State v. ParkerAnnotate this Case
255 S.C. 359 (1971)
179 S.E.2d 31
The STATE, Respondent, v. Boyce Lee PARKER, Appellant.
Supreme Court of South Carolina.
February 2, 1971.
*360 John W. Williams, Jr., Esq., of Columbia, for Appellant.
John W. Foard, Jr., Esq., Solicitor, of Columbia, for Respondent.
February 2, 1971.
Appellant, Boyce Lee Parker, and one John Cutler were fellow inmates at the Manning Correctional Institution of South Carolina. During the early morning hours of May 17, 1969, Cutler was stabbed to death with a knife while he was lying in bed. Appellant was charged with the murder of Cutler and was subsequently convicted of the offense with *361 a recommendation to mercy, receiving the mandatory life sentence. His appeal presents two questions for determination.
The first issue concerns the refusal by the court to admonish the jurors, prior to an adjournment in the trial, that they should not begin their deliberations until all of the evidence had been reviewed. The State completed the presentation of its testimony just before a recess for lunch. Before excusing the jurors for the lunch hour, they were instructed as follows by the court:
"In your absence from the courtroom do not discuss this case with anyone, and don't discuss it with each other. In the event that anyone should attempt to talk to you about this Case, find out who they are and report it to the court."
Counsel for appellant then asked the court to further instruct the jurors "that they should not deliberate until all of the evidence is in." The court refused the requested instruction and appellant charges that this was error. He contends that the refusal to so admonish the jury denied him a fair trial. There is no merit in the contention.
The rule is well settled that jurors should not, prior to the submission of the case to them, converse with outsiders or among themselves on any subject connected with the trial, or form or express any opinion thereabout; and that the jurors should be so admonished when they are permitted to separate during the trial. State v. Wells, 249 S.C. 249, 153 S.E. (2d) 904; 23A C.J.S. Criminal Law § 1361.
The trial judge admonished the jurors in this case that they were not to discuss the case with anyone or with each other during their absence from the courtroom. The instruction given to the jury was in substantial compliance with the foregoing rule.

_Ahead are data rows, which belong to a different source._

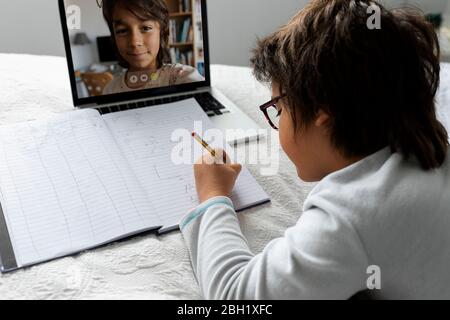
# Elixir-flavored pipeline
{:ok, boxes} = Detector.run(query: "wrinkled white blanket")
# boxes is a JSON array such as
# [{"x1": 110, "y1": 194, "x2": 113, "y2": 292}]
[{"x1": 0, "y1": 54, "x2": 448, "y2": 300}]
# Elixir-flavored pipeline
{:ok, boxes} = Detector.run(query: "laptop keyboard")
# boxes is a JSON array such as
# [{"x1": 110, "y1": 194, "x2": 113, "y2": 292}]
[{"x1": 97, "y1": 92, "x2": 230, "y2": 117}]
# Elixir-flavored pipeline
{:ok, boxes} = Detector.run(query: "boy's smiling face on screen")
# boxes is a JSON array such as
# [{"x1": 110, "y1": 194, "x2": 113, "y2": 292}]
[{"x1": 112, "y1": 4, "x2": 161, "y2": 72}]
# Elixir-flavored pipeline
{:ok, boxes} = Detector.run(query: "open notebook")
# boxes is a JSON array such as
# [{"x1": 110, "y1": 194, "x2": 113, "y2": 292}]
[{"x1": 0, "y1": 99, "x2": 269, "y2": 272}]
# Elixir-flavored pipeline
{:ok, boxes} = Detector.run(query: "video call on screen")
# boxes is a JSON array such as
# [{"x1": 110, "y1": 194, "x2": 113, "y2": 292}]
[{"x1": 66, "y1": 0, "x2": 206, "y2": 98}]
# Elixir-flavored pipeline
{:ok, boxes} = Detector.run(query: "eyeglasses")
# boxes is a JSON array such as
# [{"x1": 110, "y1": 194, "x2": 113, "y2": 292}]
[{"x1": 259, "y1": 94, "x2": 286, "y2": 131}]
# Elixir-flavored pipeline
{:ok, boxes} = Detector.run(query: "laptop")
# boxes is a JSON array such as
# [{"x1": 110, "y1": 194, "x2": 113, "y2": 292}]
[{"x1": 58, "y1": 0, "x2": 262, "y2": 144}]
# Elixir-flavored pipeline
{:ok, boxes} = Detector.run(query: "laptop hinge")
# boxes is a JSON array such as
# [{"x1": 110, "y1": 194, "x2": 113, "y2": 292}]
[
  {"x1": 76, "y1": 103, "x2": 100, "y2": 109},
  {"x1": 77, "y1": 87, "x2": 211, "y2": 109}
]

In any event, however, the record is devoid of the slightest indication of prejudice or injury to appellant from the refusal to admonish the jury in the language of the request. *362 If the jury complied with the instruction not to discuss the case with outsiders or among themselves, and there is no contention that they failed to do so, it is reasonable to assume, in the absence of some showing to the contrary, that they did not begin their deliberations until the case was finally submitted to them for decision.

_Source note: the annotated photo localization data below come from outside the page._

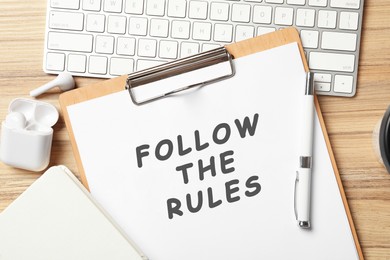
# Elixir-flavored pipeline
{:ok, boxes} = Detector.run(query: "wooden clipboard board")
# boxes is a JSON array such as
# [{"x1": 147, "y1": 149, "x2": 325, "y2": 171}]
[{"x1": 59, "y1": 27, "x2": 363, "y2": 259}]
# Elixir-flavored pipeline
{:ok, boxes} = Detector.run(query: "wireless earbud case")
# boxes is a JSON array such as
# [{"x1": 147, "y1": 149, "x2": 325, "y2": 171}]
[{"x1": 0, "y1": 99, "x2": 59, "y2": 171}]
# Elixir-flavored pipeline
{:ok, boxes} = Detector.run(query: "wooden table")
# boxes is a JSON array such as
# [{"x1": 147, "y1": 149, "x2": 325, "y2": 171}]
[{"x1": 0, "y1": 0, "x2": 389, "y2": 259}]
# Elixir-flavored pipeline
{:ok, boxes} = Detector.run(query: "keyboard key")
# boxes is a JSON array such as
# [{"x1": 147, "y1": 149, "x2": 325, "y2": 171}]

Finally, appellant charges that the trial judge erred in admitting in evidence the knife allegedly used in the slaying. It is contended that the knife in question was not connected with the defendant or the slaying and was therefore irrelevant and prejudicial.

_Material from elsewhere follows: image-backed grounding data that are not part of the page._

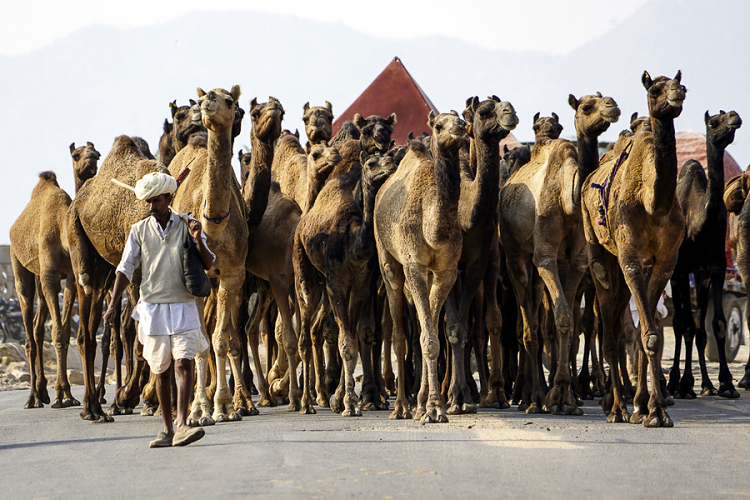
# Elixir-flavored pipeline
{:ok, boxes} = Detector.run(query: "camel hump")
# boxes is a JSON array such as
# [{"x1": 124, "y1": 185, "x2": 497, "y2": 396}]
[
  {"x1": 678, "y1": 159, "x2": 705, "y2": 182},
  {"x1": 38, "y1": 171, "x2": 58, "y2": 185},
  {"x1": 724, "y1": 172, "x2": 749, "y2": 214}
]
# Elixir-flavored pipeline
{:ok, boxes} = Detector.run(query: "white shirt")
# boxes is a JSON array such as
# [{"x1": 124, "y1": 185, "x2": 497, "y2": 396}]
[{"x1": 116, "y1": 211, "x2": 214, "y2": 336}]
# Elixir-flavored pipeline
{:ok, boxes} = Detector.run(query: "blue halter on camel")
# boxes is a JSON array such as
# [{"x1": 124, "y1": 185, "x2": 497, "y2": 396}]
[{"x1": 590, "y1": 140, "x2": 633, "y2": 227}]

It is elementary, of course, that the knife was admissible in evidence only if it was shown to be relevant to the proof of some fact in issue, and it was relevant if there was evidence showing that it was reasonably connected with the commission of the crime charged.
Another prison inmate, an eye witness, testified that he saw appellant stab the deceased several times with a knife, then saw appellant wrap the knife in a rag and throw it in a garbage or trash can located within the prison ward where the crime was committed. Shortly after the crime was discovered, the investigating officials found a knife, stained with human blood, in a garbage can within the prison ward. This was the knife admitted in evidence over appellant's objection.
The deceased died from stab wounds and the foregoing knife was the only one found in the prison ward, a security area where the prison inmates were confined for the night.
Under the foregoing testimony, it was reasonably inferable that the knife found and admitted in evidence was the weapon used by appellant in the commission of the crime. As such, it was properly admitted in evidence.
The judgment of the lower court is affirmed.
MOSS, C.J., and BUSSEY, BRAILSFORD and LITTLEJOHN, JJ., concur.